But there are other ways to measure time. My children are knocking on the door of age 11. It doesn't seem that long ago they were in diapers and I was pulling my hair out in an attempt to potty train them. I clearly remember thinking "if they go to school in diapers, so be it" (that didn't happen).
I measure time differently these days. Occasionally I feel older than I used to but it's not a conscience thing. I know my children grow but I don't notice it daily. I know my mother is in her 80s but she's still My Mom, the same as she ever was.
I was struck today while shopping in my favorite thrift store about how much time has passed. First, it's not the new store any more. Second, the clothes I peruse for my kids are no longer in the baby aisle. Or the toddler aisle. They are in the big kid section, just across from the adults.
My bff from high school is a grandmother. Twice. My ex's bff (who is younger than us) is going to be a grandfather for the third time. How is that possible? I remember another friend's child being born. He's in college now. I don't really remember the years in between.
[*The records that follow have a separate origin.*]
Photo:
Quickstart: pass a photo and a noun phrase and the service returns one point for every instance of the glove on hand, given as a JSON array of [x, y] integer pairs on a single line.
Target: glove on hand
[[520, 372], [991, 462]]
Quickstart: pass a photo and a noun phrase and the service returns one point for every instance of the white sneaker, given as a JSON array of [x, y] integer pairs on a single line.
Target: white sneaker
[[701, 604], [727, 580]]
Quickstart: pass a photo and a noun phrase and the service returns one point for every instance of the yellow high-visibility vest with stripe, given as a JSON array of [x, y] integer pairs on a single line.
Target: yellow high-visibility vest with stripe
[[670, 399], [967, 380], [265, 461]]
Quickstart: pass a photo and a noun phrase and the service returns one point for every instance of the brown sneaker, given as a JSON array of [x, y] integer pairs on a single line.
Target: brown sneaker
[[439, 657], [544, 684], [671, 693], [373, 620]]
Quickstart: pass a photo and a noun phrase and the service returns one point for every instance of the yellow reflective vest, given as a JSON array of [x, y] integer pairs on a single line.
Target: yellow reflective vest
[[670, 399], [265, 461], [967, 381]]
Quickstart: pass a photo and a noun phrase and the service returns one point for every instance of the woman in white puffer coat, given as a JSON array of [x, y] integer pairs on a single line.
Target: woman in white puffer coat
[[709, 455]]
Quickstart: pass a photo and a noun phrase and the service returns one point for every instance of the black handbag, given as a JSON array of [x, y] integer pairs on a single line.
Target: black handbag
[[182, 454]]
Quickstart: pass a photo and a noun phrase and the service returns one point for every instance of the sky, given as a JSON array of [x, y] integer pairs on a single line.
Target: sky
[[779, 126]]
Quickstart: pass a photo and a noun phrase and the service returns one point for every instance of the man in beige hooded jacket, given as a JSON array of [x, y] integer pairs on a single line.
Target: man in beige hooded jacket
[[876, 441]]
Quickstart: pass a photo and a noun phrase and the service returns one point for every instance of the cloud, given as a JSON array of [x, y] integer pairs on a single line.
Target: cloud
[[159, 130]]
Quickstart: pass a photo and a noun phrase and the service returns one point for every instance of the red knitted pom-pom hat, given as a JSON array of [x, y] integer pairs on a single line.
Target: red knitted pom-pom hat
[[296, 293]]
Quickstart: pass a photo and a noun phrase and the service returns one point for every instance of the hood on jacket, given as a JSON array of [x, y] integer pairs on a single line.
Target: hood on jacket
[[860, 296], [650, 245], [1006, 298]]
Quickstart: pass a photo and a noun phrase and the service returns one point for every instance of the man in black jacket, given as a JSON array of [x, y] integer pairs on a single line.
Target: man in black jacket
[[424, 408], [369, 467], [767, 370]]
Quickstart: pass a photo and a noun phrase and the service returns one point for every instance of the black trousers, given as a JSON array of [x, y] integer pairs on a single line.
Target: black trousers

I guess lots of people have their own time lines. My mother's friend, Anne, gave me a rhinestone bracelet when I was in high school (I collected then and still love bling). She said it was BM - before marriage, when life was fun. I remembered thinking about that as my own marriage ended, though our 14+ years together were more fun than not. I divided my mother's life by BM (before marriage), DM (during) and AM (after). Even those timelines are further divided by life when my brother was young and life when I was young (10 years apart).
My life is divided by locales. There's my brief life in Massachusetts. There's my life in Pennsylvania (which borders a few short stints in NJ) and then my life in Maryland, which I always thought would be temporary but as I'm coming on 20 years, I think it might not be.
I also have the medical timeline. I have the pre-thing-in-my-brain life. That coincides with pre and post lyme disease. There's pre and post pregnancy. Even my ex's various life changing (for me) diagnoses left a mark.
If someone had said to me "You will stay in Maryland for 20 years" when I moved here, I would have scoffed in disbelief. I'm a Philly chick and not politically correct enough to be in DC. Little did I know....
Maybe it's just me. I have a warped sense of time and age. I am in denial of my daughters aging before my eyes. And of my gray hair that never seems to go away.